The challenge now, then, for Sir Jim Ratcliffe, Sir Dave Brailsford and the rest of the INEOS football operations taskforce will be in sticking to their guns.
Will they show the same lethal streak as when canning an entire club and its staff’s end-of-season do for the sake of ensuring a three-course meal did not take the first-team focus off the FA Cup prize, or will they be wooed by Saturday’s triumph and what appears to be warming fan sentiment towards the idea of Ten Hag staying on?
As reports emerged over the weekend of talks with Mauricio Pochettino, Roberto De Zerbi and Thomas Frank, a survey by the Manchester Evening News had 78 per cent of supporters keen to stick and not twist, up from 39 per cent less than a month ago. Standing by Ten Hag, it seems, might provide owners yet to convince with an easy PR win among match-going fans.
It might also prove a catastrophic error of judgement. After the relative success of Ten Hag’s first season in charge, when United won the League Cup and finished third in the Premier League, by virtually every metric the 54-year-old’s side have gone backwards in his second.
United won five fewer games this season than in 2022-23 and lost five more. Defensively, in particular, they were shambolic, goals conceded in both expected and real terms up by more than a third and league clean sheets down from 17 to just nine.
The statistic of shots faced became the weekly barometer of woe: by season’s end, the count stood at a ridiculous 667, almost 200 more than a year ago.

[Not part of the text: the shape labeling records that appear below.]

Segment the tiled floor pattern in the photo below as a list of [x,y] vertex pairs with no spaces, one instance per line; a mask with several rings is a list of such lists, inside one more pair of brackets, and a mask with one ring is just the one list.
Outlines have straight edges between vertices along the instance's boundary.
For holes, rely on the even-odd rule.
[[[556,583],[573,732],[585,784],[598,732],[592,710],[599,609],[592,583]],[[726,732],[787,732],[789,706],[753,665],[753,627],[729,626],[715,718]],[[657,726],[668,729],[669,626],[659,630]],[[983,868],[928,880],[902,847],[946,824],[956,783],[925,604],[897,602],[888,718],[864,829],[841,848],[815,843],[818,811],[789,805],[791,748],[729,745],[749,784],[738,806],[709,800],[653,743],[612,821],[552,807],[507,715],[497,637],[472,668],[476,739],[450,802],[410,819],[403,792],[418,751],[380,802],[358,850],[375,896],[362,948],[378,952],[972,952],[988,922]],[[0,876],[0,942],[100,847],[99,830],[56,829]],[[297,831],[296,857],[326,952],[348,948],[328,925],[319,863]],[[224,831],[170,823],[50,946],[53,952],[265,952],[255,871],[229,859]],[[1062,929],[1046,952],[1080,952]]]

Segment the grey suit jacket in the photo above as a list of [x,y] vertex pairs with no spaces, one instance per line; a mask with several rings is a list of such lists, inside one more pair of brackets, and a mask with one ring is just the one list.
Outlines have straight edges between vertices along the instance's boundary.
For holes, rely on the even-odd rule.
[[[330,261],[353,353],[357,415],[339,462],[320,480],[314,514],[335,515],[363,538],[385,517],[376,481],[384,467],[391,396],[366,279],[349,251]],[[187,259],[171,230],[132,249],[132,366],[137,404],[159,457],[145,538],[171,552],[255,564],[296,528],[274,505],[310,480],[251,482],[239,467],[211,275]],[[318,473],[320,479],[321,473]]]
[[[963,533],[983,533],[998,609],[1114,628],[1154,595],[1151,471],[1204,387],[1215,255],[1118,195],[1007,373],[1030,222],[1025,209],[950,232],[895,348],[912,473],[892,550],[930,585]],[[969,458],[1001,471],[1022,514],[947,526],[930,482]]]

Often, when United won, it looked unsustainable; when they lost, it seemed just desserts. Put simply, the underlying numbers have it as a quirk that the club’s worst-ever Premier League season was even as good as it was.
Ten Hag is right to point to the injuries his side suffered, particularly in defence, but wrong to lay the blame exclusively at that door. Other teams, like Newcastle, have coped far better with similar misfortune.
Ten Hag is right to point to the injuries his side suffered, but wrong to lay the blame exclusively at that door
Persisting with Casemiro at centre-back and refusing to bolster a porous midfield sooner was simply poor management of available resource.
Integrating players such as Alejandro Garnacho and Kobbie Mainoo will be Ten Hag’s greatest legacy. Ironically, though, it has been necessitated by some horribly misguided recruitment: not one of his four most expensive signings — Rasmus Hojlund, Mason Mount, Casemiro and Antony — was picked to start at Wembley.
“We are exactly where we want to be,” a defiant Ten Hag said in a post-match press conference that gave little indication its subject had just won a second trophy in as many seasons. United as a club, though, are clearly not — and that disconnect is surely why he must go.